Perché i BTP (e non solo) crollano, occhio allo spread

Laura Naka Antonelli

3 Marzo 2025 - 18:16

BTP e bond euro ostaggio non solo di ansia inflazione e tassi BCE, ma ora anche di quanto si sta decidendo ai piani alti dell’UE. Cosa sta succedendo?

Perché i BTP (e non solo) crollano, occhio allo spread

Cosa sta succedendo ai BTP e ai titoli di Stato dell’area euro? E occhio allo spread BTP-Bund, tornato a sforare la ormai famosa soglia del ministro dell’Economia e delle Finanze, Giancarlo Giorgetti.

Proprio nella settimana del secondo BCE Day del 2025, una forte carica di sell si abbatte contro i bond sovrani dell’Eurozona, in misura più importante sui titoli di Stato italiani, che vengono bastonati in misura più significativa rispetto agli altri bond sovrani.

Oggi i BTP hanno fatto anche peggio rispetto agli altri titoli del blocco: i sell sulla carta italiana hanno portato i rendimenti a schizzare di ben 13 punti base, al 3,60% (nei massimi intraday si era arrivati anche al di sopra di questa soglia psicologica).

La tensione ha colpito anche i Bund (+10 punti base, al 2,49%), gli OAT francesi (+9 punti base al 3,22%), i titoli di Stato del Belgio (+9 punti base al 3,06%), i Bonos spagnoli (+7 punti base al 3,07%).

Il motivo di tanta ansia? La risposta è nel piano ambizioso per la difesa che l’Unione europea, per voce della presidente della Commissione UE Ursula von der Leyen, si appresta a presentare giovedì 6 marzo: tra l’altro proprio nel giorno del secondo BCE Day dell’anno. Giorno clou, per Bruxelles, che forgerà molto probabilmente il destino di tutta l’Europa, a quanto pare pronta a darsi un piano per riarmarsi, di fronte a un quadro geopolitico che si fa sempre più teso, a fronte, anche e soprattutto, di una America che non è più quella pronta a sfornare bazooka militari come in passato.

Il conto che gli USA di Donald Trump presentano all’Europa è salato, sia sotto forma di più dazi, sia sottoforma di più spese militari. Già da un po’ il presidente degli Stati Uniti ha suonato la sveglia all’UE, con pressioni continue affinché gli alleati della NATO aumentassero le spese per la difesa in modo significativo.

Inoltre, l’alta tensione esplosa la scorsa settimana tra il presidente ucraino Zelensky e Trump ha a quanto pare suonato in modo ancora più importante il campanello d’allarme che da un po’ agita l’Europa: quello di vedersi abbandonata dagli Stati Uniti nel suo sforzo volto ad aiutare l’Ucraina e, di conseguenza, anche nel suo sforzo di proteggere se stessa dalla minaccia mai rientrata di una Russia pronta a guardare oltre alla conquista di Kiev.

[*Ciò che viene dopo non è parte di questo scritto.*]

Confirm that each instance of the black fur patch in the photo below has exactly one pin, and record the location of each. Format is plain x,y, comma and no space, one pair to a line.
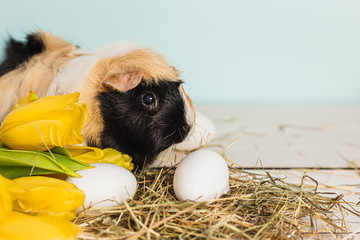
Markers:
17,52
140,129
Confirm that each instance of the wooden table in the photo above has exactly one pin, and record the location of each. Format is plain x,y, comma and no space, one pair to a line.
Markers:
323,141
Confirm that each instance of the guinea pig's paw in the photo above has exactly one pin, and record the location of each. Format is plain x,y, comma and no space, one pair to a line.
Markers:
200,135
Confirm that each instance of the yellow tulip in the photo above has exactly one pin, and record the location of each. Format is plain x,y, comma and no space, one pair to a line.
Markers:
19,226
54,121
95,155
7,188
48,196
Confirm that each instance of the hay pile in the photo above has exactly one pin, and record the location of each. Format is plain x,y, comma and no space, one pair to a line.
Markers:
258,206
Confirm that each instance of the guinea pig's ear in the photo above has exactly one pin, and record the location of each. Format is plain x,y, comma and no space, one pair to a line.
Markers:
122,82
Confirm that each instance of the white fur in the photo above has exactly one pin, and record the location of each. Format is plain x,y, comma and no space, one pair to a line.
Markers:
202,133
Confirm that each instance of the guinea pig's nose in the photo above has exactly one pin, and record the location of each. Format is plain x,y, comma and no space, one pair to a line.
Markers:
186,129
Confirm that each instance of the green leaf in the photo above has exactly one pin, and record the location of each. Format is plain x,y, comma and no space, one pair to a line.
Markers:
61,151
70,163
12,172
38,160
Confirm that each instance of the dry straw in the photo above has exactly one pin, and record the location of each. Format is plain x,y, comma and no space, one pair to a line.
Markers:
258,206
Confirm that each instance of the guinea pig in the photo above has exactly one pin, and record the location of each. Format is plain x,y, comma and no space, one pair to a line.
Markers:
136,100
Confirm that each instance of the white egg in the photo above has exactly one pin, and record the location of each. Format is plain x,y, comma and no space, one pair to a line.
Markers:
203,175
106,185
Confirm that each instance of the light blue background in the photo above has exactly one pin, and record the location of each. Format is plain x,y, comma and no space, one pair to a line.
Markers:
280,51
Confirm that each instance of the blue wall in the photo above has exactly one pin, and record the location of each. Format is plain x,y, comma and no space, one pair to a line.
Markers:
237,51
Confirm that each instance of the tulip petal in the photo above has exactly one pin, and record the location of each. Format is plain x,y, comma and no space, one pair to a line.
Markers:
95,155
48,196
7,187
19,226
26,100
35,110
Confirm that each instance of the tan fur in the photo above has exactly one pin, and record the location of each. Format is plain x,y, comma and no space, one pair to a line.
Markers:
151,65
38,74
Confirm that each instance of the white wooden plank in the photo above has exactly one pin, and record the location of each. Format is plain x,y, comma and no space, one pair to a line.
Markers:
288,136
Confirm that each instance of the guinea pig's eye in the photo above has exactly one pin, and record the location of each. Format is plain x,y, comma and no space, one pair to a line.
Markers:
149,99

Di conseguenza, dal summit di Londra della giornata di ieri è emersa chiaramente non solo l’intenzione, ma anche il senso di urgenza dell’UE, di dotarsi almeno di un piano di difesa proprio, tutto made in Europe.

Ma un piano del genere dovrebbe essere ovviamente finanziato, con esigenze di finanziamenti che costringerebbero inevitabilmente l’UE a emettere nuovo debito, dunque nuovi bond.

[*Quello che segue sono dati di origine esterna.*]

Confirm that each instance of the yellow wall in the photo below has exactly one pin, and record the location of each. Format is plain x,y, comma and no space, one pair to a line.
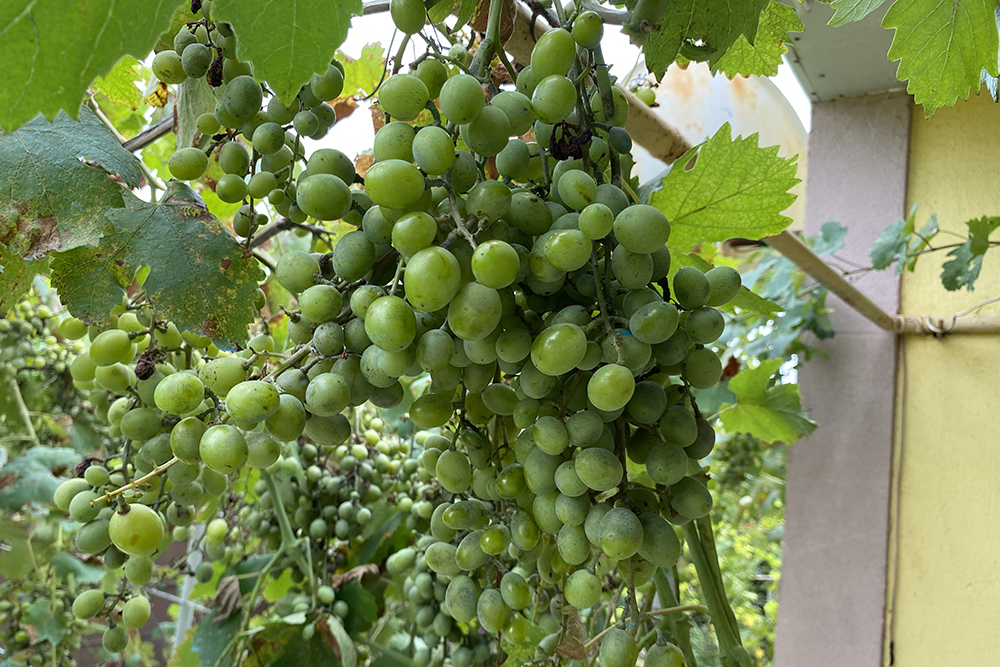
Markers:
947,583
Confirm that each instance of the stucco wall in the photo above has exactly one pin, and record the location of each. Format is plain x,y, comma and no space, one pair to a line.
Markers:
947,603
831,599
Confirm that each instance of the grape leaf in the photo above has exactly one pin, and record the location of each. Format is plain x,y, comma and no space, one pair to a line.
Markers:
942,47
288,41
49,199
735,189
51,51
966,261
200,278
763,55
714,24
463,10
772,413
362,74
118,85
848,11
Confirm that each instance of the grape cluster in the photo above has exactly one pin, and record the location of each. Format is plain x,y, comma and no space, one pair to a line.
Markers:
561,436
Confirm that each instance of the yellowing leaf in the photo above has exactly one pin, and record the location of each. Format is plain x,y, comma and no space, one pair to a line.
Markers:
735,189
287,41
52,49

Proprio questa prospettiva di un’ondata di emissioni di nuovi titoli di Stato - non nuova, visto che è da settimane, se non mesi che se ne parla - al fine di finanziare le spese per la difesa torna a deprimere i bond dell’area euro, in particolare i titoli di Stato dei Paesi più indebitati.

In prima fila si mette così (di nuovo) in evidenza l’Italia, con i suoi BTP. Tra l’altro, non hanno aiutato i numeri arrivati dal fronte macroeconomico dell’area euro, che hanno messo in evidenza oggi una inflazione ancora persistente (attenti alla Germania) e non aiutano sicuramente le previsioni sulla direzione che la BCE di Christine Lagarde potrebbe decidere di dare ai tassi di interesse dell’area euro, ostaggio dell’impatto, ancora poco chiaro, della politica commerciale USA incentrata sui dazi di Trump e, dunque, di quanto deciderà di fare la Fed.

La verità è che se l’attesa di un piano UE comune per la difesa mette le ali ai titoli del settore, come Leonardo, la stessa rema contro i titoli di Stato dell’Eurozona, già mollati da un bel po’ di tempo dai vari bazooka della Banca centrale europea e ora più vulnerabili di fronte al rischio, concreto più che mai, di economie costrette a fare ancora più debito per dotarsi di un esercito comune.